The steps of a method or algorithm described in connection with the embodiments disclosed herein may be embodied directly in hardware, in a software unit executed by a processor, or in a combination of the two. The software elements may be disposed in Random Access Memory (RAM), memory, read Only Memory (ROM), electrically programmable ROM, electrically erasable programmable ROM, registers, hard disk, a removable disk, a CD-ROM, or any other form of storage medium known in the art.
Finally, it is further noted that relational terms such as first and second, and the like are used solely to distinguish one entity or action from another entity or action without necessarily requiring or implying any actual such relationship or order between such entities or actions. Moreover, the terms "comprises," "comprising," or any other variation thereof, are intended to cover a non-exclusive inclusion, such that a process, method, article, or apparatus that comprises a list of elements does not include only those elements but may include other elements not expressly listed or inherent to such process, method, article, or apparatus.
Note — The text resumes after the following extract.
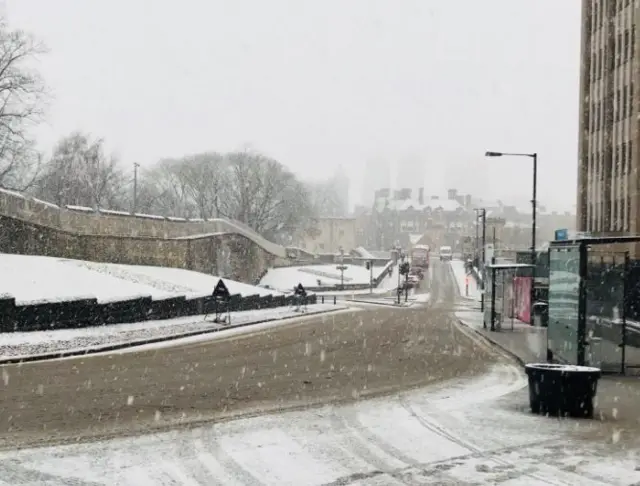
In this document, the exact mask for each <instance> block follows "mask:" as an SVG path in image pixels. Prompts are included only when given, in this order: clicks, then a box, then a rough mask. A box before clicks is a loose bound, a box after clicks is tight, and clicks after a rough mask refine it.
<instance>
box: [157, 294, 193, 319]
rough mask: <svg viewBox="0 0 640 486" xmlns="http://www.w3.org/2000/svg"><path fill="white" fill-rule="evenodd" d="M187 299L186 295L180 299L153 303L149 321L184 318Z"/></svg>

Without further limitation, an element defined by the phrase "comprising one does not exclude the presence of other like elements in a process, method, article, or apparatus that comprises an element.
The previous description of the disclosed embodiments is provided to enable any person skilled in the art to make or use the present application. Various modifications to these embodiments will be readily apparent to those skilled in the art, and the generic principles defined herein may be applied to other embodiments without departing from the spirit or scope of the application. Thus, the present application is not intended to be limited to the embodiments shown herein but is to be accorded the widest scope consistent with the principles and novel features disclosed herein.